Steffen Vollert, Co-Founder and Interim CEO of London-based real-time payment company Volt, echoed these same sentiments to Payment Expert

“Growing macroeconomic and geo-political uncertainty is accelerating the push for domestic payment rails in Europe,” he said. 

“Governments and Central Banks want to own their payments infrastructure, the very foundation of economic activity.”

Has Europe grown tired of Visa & Mastercard?

It’s no secret that Visa and Mastercard own a duopoly over the card issuing and payment processing market, which estimates to 95%. 

This dominant market share has seen both payment giants increase processing fees attached to each transaction over the past several years, climbing by 25% since 2017, and businesses and policymakers alike have grown tired of this domination. 

The UK’s Payment Systems Regulator (PSR), in particular, called out both Visa and Mastercard over the increase of these attached fees, believing that it is impacting small businesses and stunting competitive growth within its fintech and payments sectors. 

Vollert noted that the UK and Europe have begun to place increased focus on developing US and China alternatives, prioritising homegrown methods to their advantage. 

He shared: “The UK and Europe are both very clear on the imperative to build stronger local alternatives to the US-centered Mastercard and Visa. The European Central Bank has made this clear in recent public statements. The UK has made this policy, making Open Banking adoption a top priority in its National Payments Vision (2024).”
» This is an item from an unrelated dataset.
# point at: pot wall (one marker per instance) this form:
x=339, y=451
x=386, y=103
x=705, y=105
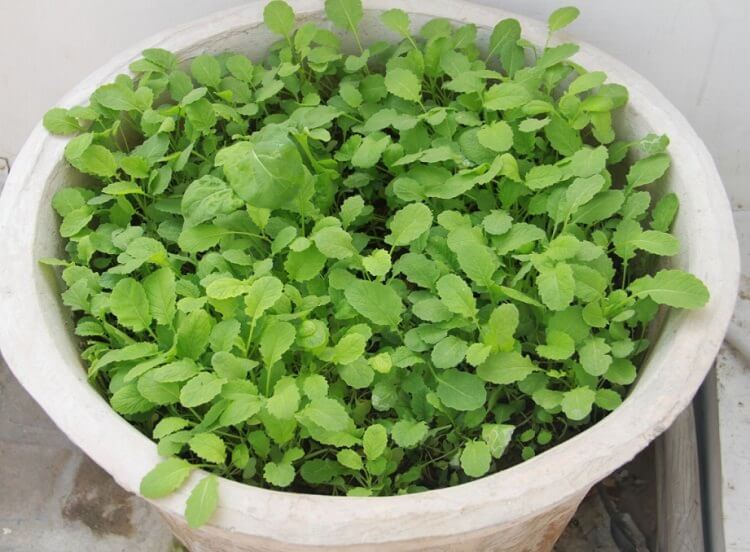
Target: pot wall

While it can be argued that Visa and Mastercard remain the only reliable card issuing partner, the UK and Europe’s fintech and payments developments in Open Banking, real-time payments and other facets have made alternative payment methods the backbone of their core offerings now. But are they ready for wider consumer and business adoption? 

Are alternatives ready? 

As previously mentioned, Europe and the UK have developed payment rails and methods that are increasingly becoming more favourable and flexible for users. 

Whether it’s the instant payment boom that has occurred in the Nordics, Klarna pioneering Buy Now, Pay Later, or the developments seen within account-to-account (A2A) payment methods like Pay by Bank. 

While consumers have more choice over their preferred payment method than ever before, one could argue that this litany of payment methods fragment the European payment landscape and a more unified approach is needed. 

The shining light of a unified, instant, consumer-friendly payment rail of recent years is Brazil’s Pix, which now accounts for over six billion monthly transactions. While Europe can boast a more traditional and developed payment ecosystem, Brazil highlights how a willingness to embrace new payment innovations can lead to a new way of consumer adoption. 

While the ECB can press for a payment rail that goes against US and China-backed systems, are consumers willing to broaden their horizons and begin to adopt a payment method they have never used before? 

European providers have never been shy when it comes to offering new payment methods, but Vollert concludes his thoughts by asserting that the age of the card may be coming to a close, and real-time, A2A payments, will lead this new world payments order. 

He concluded: “We’ve taken cards for granted for the better part of a century as ‘owners’ of the global payments infrastructure, but are they about to be replaced in the new world order? This is 100% the prediction that Volt has always maintained; this long-term evolution of the world is the very foundation of our vision and mission. 

“The ‘alternative’ to Visa/ Mastercard is already here: it will be real-time A2A payments in local markets, glued together with stablecoins for cross-border transactions.”